Department of Medical Oncology, National Cancer Center/National Clinical Research Center for Cancer/Cancer Hospital, Beijing Key Laboratory of Clinical Study On Anticancer Molecular Targeted Drugs, Chinese Academy of Medical Sciences & Peking Union Medical College, No. 17 Panjiayuan Nanli, Chaoyang District, Beijing, 100021, China.
Department of Clinical Laboratory, National Cancer Center/National Clinical Research Center for Cancer/Cancer Hospital, Beijing Key Laboratory of Clinical Study On Anticancer Molecular Targeted Drugs, Chinese Academy of Medical Sciences & Peking Union Medical College, No. 17 Panjiayuan Nanli, Chaoyang District, Beijing, 100021, China.
J Transl Med. 2024 Jun 18;22(1):576. doi: 10.1186/s12967-024-05400-7.
Identifying new biomarkers for predicting immune checkpoint inhibitors (ICIs) response in non-small cell lung cancer (NSCLC) is crucial. We aimed to assess the variant allele frequency (VAF)-related profile as a novel biomarker for NSCLC personalized therapy.
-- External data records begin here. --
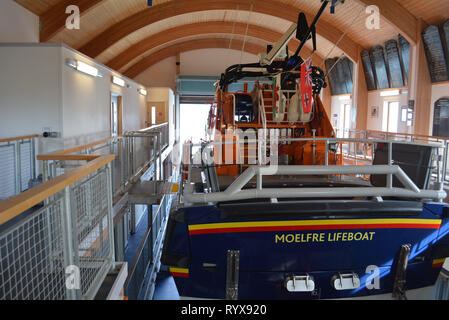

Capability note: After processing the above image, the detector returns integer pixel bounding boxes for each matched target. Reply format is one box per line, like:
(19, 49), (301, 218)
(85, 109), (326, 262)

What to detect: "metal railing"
(0, 124), (169, 300)
(0, 135), (38, 201)
(183, 135), (447, 204)
(336, 129), (449, 184)
(0, 155), (114, 300)
(125, 181), (178, 300)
We utilized genomic data of 915 NSCLC patients via cBioPortal and a local cohort of 23 patients for model construction and mutational analysis. Genomic, transcriptomic data from 952 TCGA NSCLC patients, and immunofluorescence (IF) assessment with the local cohort supported mechanism analysis.
Utilizing the random forest algorithm, a 15-gene VAF-related model was established, differentiating patients with durable clinical benefit (DCB) from no durable benefit (NDB). The model demonstrated robust performance, with ROC-AUC values of 0.905, 0.737, and 0.711 across training (n = 313), internal validation (n = 133), and external validation (n = 157) cohorts. Stratification by the model into high- and low-score groups correlated significantly with both progression-free survival (PFS) (training: P < 0.0001, internal validation: P < 0.0001, external validation: P = 0.0066) and overall survival (OS) (n = 341) (P < 0.0001). Notably, the stratification system was independent of PD-L1 (P < 0.0001) and TMB (P < 0.0001). High-score patients exhibited an increased DCB ratio and longer PFS across both PD-L1 and TMB subgroups. Additionally, the high-score group appeared influenced by tobacco exposure, with activated DNA damage response pathways. Whereas, immune/inflammation-related pathways were enriched in the low-score group. Tumor immune microenvironment analyses revealed higher proportions of exhausted/effector memory CD8 + T cells in the high-score group.
The mutational VAF profile is a promising biomarker for ICI therapy in NSCLC, with enhanced therapeutic stratification and management as a supplement to PD-L1 or TMB.
鉴定新的生物标志物以预测非小细胞肺癌(NSCLC)的免疫检查点抑制剂(ICI)反应至关重要。我们旨在评估变异等位基因频率(VAF)相关谱作为 NSCLC 个体化治疗的新生物标志物。
我们通过 cBioPortal 利用 915 例 NSCLC 患者的基因组数据和 23 例患者的本地队列进行模型构建和突变分析。利用 952 例 TCGA NSCLC 患者的基因组和转录组数据以及与本地队列的免疫荧光(IF)评估支持机制分析。
利用随机森林算法,建立了一个 15 个基因 VAF 相关模型,可区分具有持久临床获益(DCB)和无持久获益(NDB)的患者。该模型具有稳健的性能,在训练集(n=313)、内部验证集(n=133)和外部验证集(n=157)中,ROC-AUC 值分别为 0.905、0.737 和 0.711。根据模型将高、低评分组进行分层,与无进展生存期(PFS)(训练:P<0.0001,内部验证:P<0.0001,外部验证:P=0.0066)和总生存期(OS)(n=341)显著相关(P<0.0001)。值得注意的是,分层系统与 PD-L1(P<0.0001)和 TMB(P<0.0001)无关。高评分患者在 PD-L1 和 TMB 亚组中均表现出更高的 DCB 比例和更长的 PFS。此外,高评分组似乎受到烟草暴露的影响,存在激活的 DNA 损伤反应途径。而低评分组则富集了与免疫/炎症相关的途径。肿瘤免疫微环境分析显示,高评分组中耗尽/效应记忆 CD8+T 细胞的比例更高。
突变 VAF 谱是 NSCLC ICI 治疗的有前途的生物标志物,可增强治疗分层和管理,作为 PD-L1 或 TMB 的补充。